New query optimization techniques in Apache Spark for Azure Synapse

Microsoft

Sep 06, 2022

The Azure Synapse Analytics team has prominent engineers enhancing and contributing back to the Apache Spark project. One of our focus areas is Spark query optimization techniques, where Microsoft has decades of experience and is making significant contributions to the Apache Spark open source engine.

The attachment at the bottom of this blog post will be presented at the 48^th International Conference on Very Large Databases (#VLDB2022) and covers the latest developments in query optimization for Apache Spark 3. Those optimizations were developed by Microsoft engineers and are available today in the Azure Synapse runtime for Apache Spark versions 3.1 and 3.2.

The optimizations are motivated by a detailed performance analysis of Apache Spark on the TPC-DS benchmark. Based on operator level breakdown of the 20 most expensive TPC-DS queries, work has been done to identify exchange, aggregations and sort as the three most expensive operators. To bring down its cost three classes of optimizations were proposed.

Exchange placement: As exchange is the most expensive operator, focus was put into a new algorithm to minimize the usage of such method. In other words, a new algorithm was created to decide on the best placement of exchange operators.

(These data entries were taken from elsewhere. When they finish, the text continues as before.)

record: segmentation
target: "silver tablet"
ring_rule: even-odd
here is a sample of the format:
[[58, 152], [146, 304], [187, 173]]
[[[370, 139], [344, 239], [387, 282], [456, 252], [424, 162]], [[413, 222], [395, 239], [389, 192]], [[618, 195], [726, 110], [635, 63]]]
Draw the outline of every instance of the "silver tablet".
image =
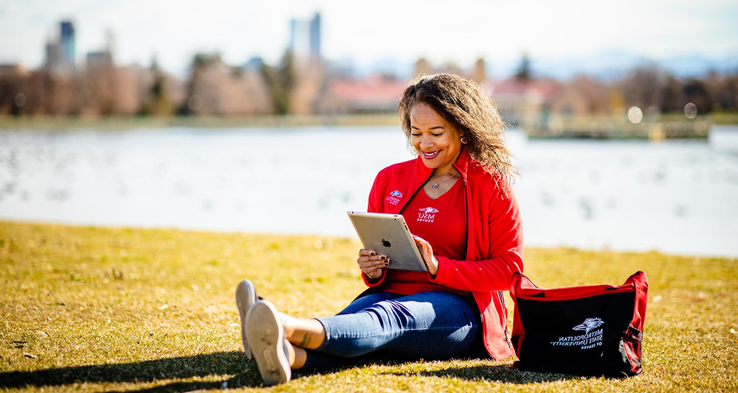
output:
[[364, 248], [387, 255], [387, 268], [428, 271], [401, 215], [347, 212]]

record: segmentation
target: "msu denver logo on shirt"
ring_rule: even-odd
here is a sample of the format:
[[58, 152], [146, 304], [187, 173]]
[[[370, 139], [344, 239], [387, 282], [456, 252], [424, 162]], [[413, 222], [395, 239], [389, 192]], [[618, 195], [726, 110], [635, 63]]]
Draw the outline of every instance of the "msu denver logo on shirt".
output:
[[421, 223], [432, 223], [435, 218], [435, 213], [438, 212], [438, 209], [435, 207], [426, 207], [418, 210], [421, 212], [418, 213], [418, 221]]

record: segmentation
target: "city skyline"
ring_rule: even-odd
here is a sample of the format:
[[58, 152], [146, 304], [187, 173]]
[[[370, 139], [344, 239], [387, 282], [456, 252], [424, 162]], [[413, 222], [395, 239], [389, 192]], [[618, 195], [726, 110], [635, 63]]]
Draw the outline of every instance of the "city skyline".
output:
[[[738, 24], [731, 23], [738, 17], [738, 4], [731, 1], [630, 1], [595, 11], [573, 1], [535, 7], [467, 1], [444, 7], [441, 2], [424, 7], [379, 1], [369, 7], [320, 0], [215, 0], [205, 13], [168, 0], [149, 3], [6, 0], [0, 4], [0, 63], [41, 66], [44, 44], [63, 19], [75, 24], [77, 63], [106, 45], [107, 31], [115, 35], [116, 60], [122, 64], [148, 66], [156, 57], [163, 68], [182, 74], [195, 53], [216, 52], [232, 64], [253, 56], [274, 63], [289, 44], [290, 21], [309, 19], [316, 12], [322, 18], [322, 54], [359, 66], [419, 58], [472, 64], [479, 57], [500, 64], [523, 52], [559, 63], [602, 53], [656, 60], [720, 60], [738, 53]], [[496, 15], [500, 16], [492, 16]]]

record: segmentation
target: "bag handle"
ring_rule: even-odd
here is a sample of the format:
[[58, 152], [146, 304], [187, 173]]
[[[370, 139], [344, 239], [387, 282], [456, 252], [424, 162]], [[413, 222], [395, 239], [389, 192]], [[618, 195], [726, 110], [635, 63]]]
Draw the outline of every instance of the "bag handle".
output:
[[635, 304], [633, 305], [633, 318], [630, 320], [630, 326], [643, 333], [646, 322], [646, 305], [648, 302], [648, 279], [646, 277], [646, 272], [636, 271], [623, 285], [629, 282], [635, 288]]

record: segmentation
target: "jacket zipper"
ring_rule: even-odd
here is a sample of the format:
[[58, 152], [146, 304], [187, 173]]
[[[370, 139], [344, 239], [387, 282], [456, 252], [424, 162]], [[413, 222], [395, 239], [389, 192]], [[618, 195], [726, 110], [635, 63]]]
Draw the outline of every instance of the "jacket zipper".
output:
[[505, 342], [507, 343], [508, 347], [512, 348], [512, 342], [510, 341], [507, 330], [507, 305], [505, 304], [505, 295], [503, 293], [502, 291], [498, 291], [497, 296], [500, 297], [500, 303], [503, 306], [503, 312], [505, 313], [503, 316], [503, 321], [504, 321], [505, 325]]

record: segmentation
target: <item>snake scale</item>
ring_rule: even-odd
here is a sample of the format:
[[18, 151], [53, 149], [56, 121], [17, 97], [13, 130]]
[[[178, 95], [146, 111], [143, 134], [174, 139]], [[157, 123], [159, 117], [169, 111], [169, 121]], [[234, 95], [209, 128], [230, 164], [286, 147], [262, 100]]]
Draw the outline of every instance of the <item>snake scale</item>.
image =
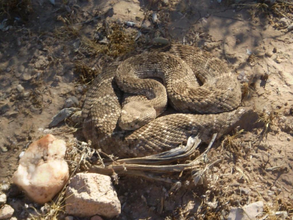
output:
[[[168, 103], [177, 112], [134, 130], [122, 129], [122, 104], [132, 99], [151, 102], [159, 97], [161, 92], [154, 90], [162, 84], [153, 77], [161, 79]], [[185, 144], [192, 134], [199, 134], [204, 142], [215, 133], [220, 137], [241, 99], [239, 82], [224, 62], [199, 48], [171, 44], [103, 68], [86, 95], [83, 133], [108, 154], [122, 158], [155, 154]], [[153, 104], [157, 115], [166, 108], [160, 103]]]

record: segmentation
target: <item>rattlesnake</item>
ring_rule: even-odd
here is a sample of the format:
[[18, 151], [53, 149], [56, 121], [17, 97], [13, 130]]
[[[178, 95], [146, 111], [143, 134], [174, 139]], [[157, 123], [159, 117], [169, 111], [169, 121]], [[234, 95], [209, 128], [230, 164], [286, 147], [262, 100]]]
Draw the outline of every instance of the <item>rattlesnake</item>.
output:
[[[139, 78], [150, 77], [161, 78], [169, 103], [177, 111], [186, 113], [159, 117], [134, 131], [122, 130], [118, 123], [122, 102], [132, 99], [151, 102], [158, 97], [153, 92], [156, 87], [161, 87], [156, 85], [156, 81]], [[151, 85], [147, 89], [148, 84]], [[124, 98], [118, 85], [127, 92], [138, 95]], [[146, 98], [143, 98], [144, 94]], [[159, 51], [114, 61], [103, 68], [86, 94], [83, 133], [95, 147], [122, 158], [170, 150], [186, 143], [192, 134], [199, 134], [206, 142], [213, 133], [217, 133], [219, 138], [224, 133], [241, 97], [239, 82], [224, 62], [199, 48], [171, 45]], [[164, 110], [163, 106], [157, 108], [157, 116]]]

The algorithm takes into consideration the possibility of reusing an exchange to reduce exchanges beyond the default Apache Spark algorithm.
Partial push-down: This refers to a class of optimizations where some partial computation is derived from an existing operator and pushed down the chain below an exchange. The existing operator is not eliminated, hence it is a partial pushdown.
- Partial aggregation push-down: we introduced a new logical operator to represent local-aggregation operator and to introduce a comprehensive set of optimization rules to push down local-aggregates below all standard SQL operators. Derive local aggregates not only from group-by but also from semi-join and intersect. This allows Spark to aggregate data early and reduce the amount of data shuffled, a critical component of performance.
- Partial push-down of semi-joins: This is another example of an optimization which pushes down parts of an operator without eliminating it. The optimization looks at the query plan tree that is rooted at a semi-join and has multiple joins under it; and then converts some inner joins to semi-joins. It encodes a comprehensive set of conditions under which it is safe to do so.
Peephole optimizations: We optimized the implementation of sorting, the third most expensive operator in spark, by re-ordering the keys where possible. Also specialized the sorting algorithm in scenarios where some keys have very few distinct values. These optimizations significantly reduce the time spent in sort on queries.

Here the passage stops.